The Sundance award-winning documentary Unrest opens with grainy shots of a young woman lying on the floor; her nose and forehead are out of the frame until she tries to sit up, before falling back down. The only sounds are her laboured breathing, the clicks as she turns and moves her camera, and her body sliding and crawling across the wooden floor before she pulls herself onto her bed and falls asleep.
Screened in Mumbai last week at ‘Skin Stories: love. desire. disability’, an ‘inclusive film’ festival, the documentary is a glimpse into the life of Jennifer Brea, a young woman who lives with myalgic encephalomyelitis (ME) — also known as Chronic Fatigue Syndrome. Her story was one among the several films curated by Point of View — a feminist non-profit organisation — where perceptions and experiences of disability, intimacy and love converge.
The screenings included a handful of non-fiction films as well. The mini-documentary Nisha and Chetan , for instance, about Nisha, confined to a wheelchair after a spinal cord injury, who finds love when she didn’t think it possible. Shobha is the story of Shobha Hiremath, a hearing-impaired sex worker, while Kajal narrates the story of an effervescent young woman abandoned by her own family because they thought she wasmad.
Jennifer’s Unrest deals with a similar story of marginalisation, shedding light on the little-known disease, often diagnosed as psychosomatic, or something she was told was “all in her head”. At a point in the film, her husband Omar Wasow remarks, “One has to be careful. If you say too little, they can’t help you. And if you say too much, they think you’re a kind of mental patient.”

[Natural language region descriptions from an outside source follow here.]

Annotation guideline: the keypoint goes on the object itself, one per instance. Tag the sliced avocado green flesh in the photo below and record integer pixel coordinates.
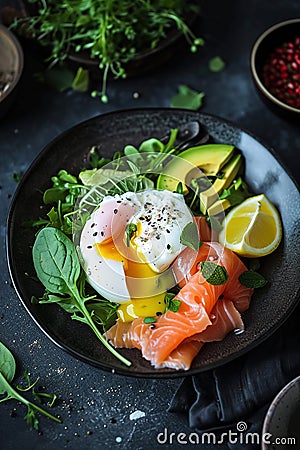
(209, 158)
(211, 195)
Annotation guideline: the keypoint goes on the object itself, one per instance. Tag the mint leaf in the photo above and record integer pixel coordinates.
(172, 304)
(187, 98)
(216, 64)
(252, 279)
(213, 273)
(189, 236)
(81, 80)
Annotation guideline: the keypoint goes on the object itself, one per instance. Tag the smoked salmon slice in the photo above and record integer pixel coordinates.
(207, 312)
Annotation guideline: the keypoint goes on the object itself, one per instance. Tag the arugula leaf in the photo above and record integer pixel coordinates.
(7, 373)
(149, 320)
(213, 273)
(58, 268)
(216, 64)
(252, 279)
(189, 236)
(59, 78)
(187, 98)
(172, 304)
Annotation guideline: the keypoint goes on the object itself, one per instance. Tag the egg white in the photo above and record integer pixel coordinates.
(161, 216)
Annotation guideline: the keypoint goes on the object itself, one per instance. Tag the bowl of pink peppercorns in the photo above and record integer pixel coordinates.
(275, 67)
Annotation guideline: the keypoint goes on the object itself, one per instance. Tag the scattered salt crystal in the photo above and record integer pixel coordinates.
(137, 415)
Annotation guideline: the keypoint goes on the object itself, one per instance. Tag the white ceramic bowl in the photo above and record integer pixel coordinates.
(281, 428)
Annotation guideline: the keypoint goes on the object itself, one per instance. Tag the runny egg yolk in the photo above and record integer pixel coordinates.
(141, 282)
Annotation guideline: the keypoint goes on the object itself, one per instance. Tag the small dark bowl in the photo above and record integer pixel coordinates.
(11, 68)
(263, 46)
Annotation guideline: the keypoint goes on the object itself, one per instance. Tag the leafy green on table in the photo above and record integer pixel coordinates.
(58, 268)
(216, 64)
(7, 374)
(187, 98)
(172, 303)
(252, 279)
(236, 193)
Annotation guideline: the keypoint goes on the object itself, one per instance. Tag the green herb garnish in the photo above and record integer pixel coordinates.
(172, 304)
(216, 64)
(7, 374)
(58, 268)
(189, 236)
(213, 273)
(187, 98)
(252, 279)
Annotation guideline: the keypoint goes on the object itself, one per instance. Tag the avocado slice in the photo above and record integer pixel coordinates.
(211, 195)
(209, 159)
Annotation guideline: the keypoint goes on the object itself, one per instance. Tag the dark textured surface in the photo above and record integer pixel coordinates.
(92, 400)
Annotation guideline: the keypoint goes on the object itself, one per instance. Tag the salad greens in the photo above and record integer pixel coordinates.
(187, 98)
(7, 374)
(110, 32)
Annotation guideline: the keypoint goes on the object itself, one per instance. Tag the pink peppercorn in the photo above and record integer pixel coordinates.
(281, 72)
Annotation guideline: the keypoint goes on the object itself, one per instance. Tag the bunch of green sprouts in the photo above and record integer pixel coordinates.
(112, 32)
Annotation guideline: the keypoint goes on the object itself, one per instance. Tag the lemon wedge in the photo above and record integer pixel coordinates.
(253, 228)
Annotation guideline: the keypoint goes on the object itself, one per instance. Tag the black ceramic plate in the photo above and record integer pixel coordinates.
(270, 306)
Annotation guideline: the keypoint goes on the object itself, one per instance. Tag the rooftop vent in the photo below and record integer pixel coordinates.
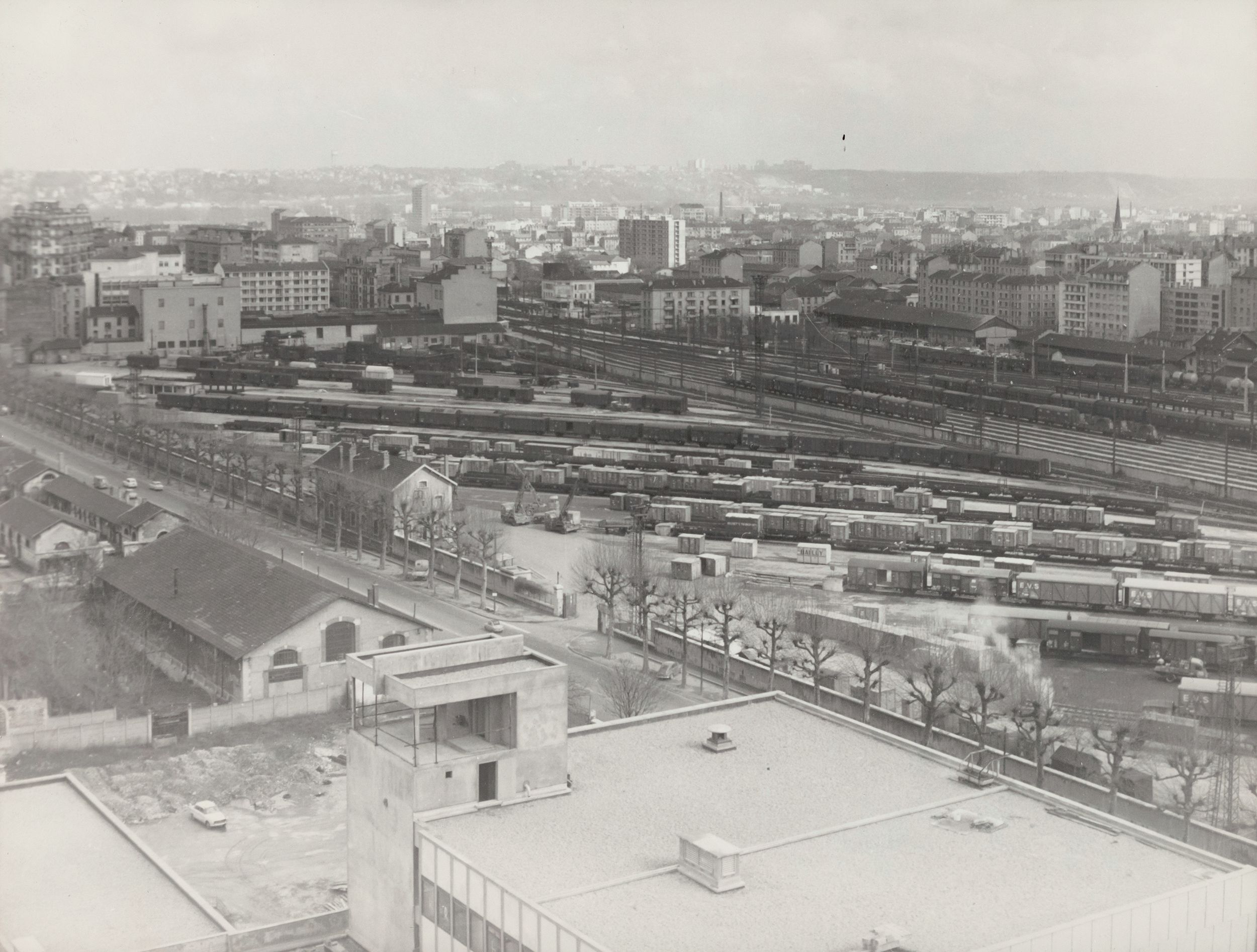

The illness and its effects are silenced and made invisible. Its symptoms can’t be pinpointed, and there are hardly any conversations around it. This ignorance pushes Jennifer to document herself and others like her around the world. And she writes, shoots, and directs her documentary while largely bedridden.
Painting reality
Jennifer was a 25-year-old working on her PhD. at Harvard when she and Wasow fell in love and married. One day, she contracted a 104.7° fever and though she recovered, she was left with unexplained levels of exhaustion, and extreme sensitivity to light and sound. It was dismissed as conversion disorder, where symptoms cannot be explained by a neurological disease or mental condition.
She then turned to the Internet and documented the stories of four other patients. She stitched together her narrative with theirs, and with the help of medical experts presented the attitudes surrounding ME. She traced our history of dealing with the disease. Women, who form the majority of those diagnosed with ME, were once dismissed as suffering from hysteria.

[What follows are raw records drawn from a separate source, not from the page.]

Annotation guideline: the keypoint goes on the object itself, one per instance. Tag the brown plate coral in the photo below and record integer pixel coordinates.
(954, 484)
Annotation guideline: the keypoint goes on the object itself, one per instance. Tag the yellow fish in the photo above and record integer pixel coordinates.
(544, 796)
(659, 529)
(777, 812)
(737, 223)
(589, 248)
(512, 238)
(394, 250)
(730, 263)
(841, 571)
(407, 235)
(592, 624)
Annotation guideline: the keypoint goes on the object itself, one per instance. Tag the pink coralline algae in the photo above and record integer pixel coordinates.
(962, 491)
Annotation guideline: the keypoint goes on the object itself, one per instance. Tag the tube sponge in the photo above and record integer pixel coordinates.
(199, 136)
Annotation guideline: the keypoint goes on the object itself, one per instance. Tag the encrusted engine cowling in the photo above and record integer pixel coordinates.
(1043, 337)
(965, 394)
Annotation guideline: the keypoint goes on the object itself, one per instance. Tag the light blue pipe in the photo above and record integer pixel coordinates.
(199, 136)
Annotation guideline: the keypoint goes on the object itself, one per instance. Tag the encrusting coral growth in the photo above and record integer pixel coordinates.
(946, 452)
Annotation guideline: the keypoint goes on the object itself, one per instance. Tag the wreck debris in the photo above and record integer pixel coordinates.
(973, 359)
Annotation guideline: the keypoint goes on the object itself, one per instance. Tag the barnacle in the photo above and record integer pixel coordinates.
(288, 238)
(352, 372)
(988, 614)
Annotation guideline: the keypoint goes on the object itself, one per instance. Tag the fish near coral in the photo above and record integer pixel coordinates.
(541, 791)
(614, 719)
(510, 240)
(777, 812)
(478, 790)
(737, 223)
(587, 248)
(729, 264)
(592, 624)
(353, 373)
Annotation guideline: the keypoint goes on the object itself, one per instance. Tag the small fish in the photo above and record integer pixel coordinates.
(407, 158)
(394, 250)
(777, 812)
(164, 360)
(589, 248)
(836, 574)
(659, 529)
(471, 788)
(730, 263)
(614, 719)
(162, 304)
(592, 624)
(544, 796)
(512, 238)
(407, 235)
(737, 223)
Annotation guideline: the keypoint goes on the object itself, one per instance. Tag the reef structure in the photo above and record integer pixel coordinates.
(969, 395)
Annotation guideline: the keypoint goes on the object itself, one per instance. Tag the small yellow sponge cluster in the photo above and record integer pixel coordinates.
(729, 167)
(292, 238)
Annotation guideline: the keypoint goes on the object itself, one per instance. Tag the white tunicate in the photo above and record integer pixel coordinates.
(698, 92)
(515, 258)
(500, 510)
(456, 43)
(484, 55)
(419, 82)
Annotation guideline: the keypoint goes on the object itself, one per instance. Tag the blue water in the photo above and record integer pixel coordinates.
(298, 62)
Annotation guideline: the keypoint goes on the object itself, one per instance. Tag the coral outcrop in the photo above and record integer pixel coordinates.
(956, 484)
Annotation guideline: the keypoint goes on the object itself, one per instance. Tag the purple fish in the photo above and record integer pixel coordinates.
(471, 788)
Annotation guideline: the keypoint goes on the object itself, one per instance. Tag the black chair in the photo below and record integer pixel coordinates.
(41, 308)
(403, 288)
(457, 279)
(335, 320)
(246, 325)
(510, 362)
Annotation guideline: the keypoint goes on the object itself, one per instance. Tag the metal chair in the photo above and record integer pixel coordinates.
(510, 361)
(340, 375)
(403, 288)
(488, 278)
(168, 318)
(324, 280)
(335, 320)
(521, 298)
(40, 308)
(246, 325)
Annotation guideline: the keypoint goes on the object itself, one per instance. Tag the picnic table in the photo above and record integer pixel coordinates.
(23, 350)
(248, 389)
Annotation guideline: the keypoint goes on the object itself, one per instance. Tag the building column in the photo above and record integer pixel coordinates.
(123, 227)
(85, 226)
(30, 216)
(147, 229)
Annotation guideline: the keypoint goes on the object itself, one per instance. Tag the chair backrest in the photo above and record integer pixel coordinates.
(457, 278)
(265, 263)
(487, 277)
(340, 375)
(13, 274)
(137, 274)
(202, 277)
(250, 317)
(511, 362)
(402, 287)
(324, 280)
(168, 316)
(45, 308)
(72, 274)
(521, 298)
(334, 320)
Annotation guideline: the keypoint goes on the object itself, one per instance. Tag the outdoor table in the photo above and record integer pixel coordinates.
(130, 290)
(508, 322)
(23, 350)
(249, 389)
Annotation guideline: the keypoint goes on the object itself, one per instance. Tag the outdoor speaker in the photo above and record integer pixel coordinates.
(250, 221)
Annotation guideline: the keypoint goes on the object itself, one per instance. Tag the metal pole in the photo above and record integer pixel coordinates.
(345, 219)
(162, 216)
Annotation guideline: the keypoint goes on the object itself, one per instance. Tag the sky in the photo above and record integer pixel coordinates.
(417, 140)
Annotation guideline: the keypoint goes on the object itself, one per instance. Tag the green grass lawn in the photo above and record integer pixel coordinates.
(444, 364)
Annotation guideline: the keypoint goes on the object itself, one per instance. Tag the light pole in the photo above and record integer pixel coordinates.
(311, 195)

While connecting with other patients on the spectrum of Chronic Fatigue, Jennifer often used their experiences to cope with her own, recalibrating her understanding of life. In moments of complete vulnerability, she shares her uncertainty about being able to have children, and talks about her crippling guilt and her feeling that she is holding back Wasow — a professor at Princeton.
At one point in the film Wasow breaks down while talking about their newly created sense of normalcy, when he realises that people observing their situation could feel sorry for him.
But later, we also see the couple dancing under the stars. Jennifer collapses, and Wasow gently holds her, lays her down on the grass, and sits beside her in silence — their moment possibly interrupted by her illness, but certainly not ruined by it.
The writer is a Mumbai-based freelance journalist who is as obsessed with cinema as she is with gender rights.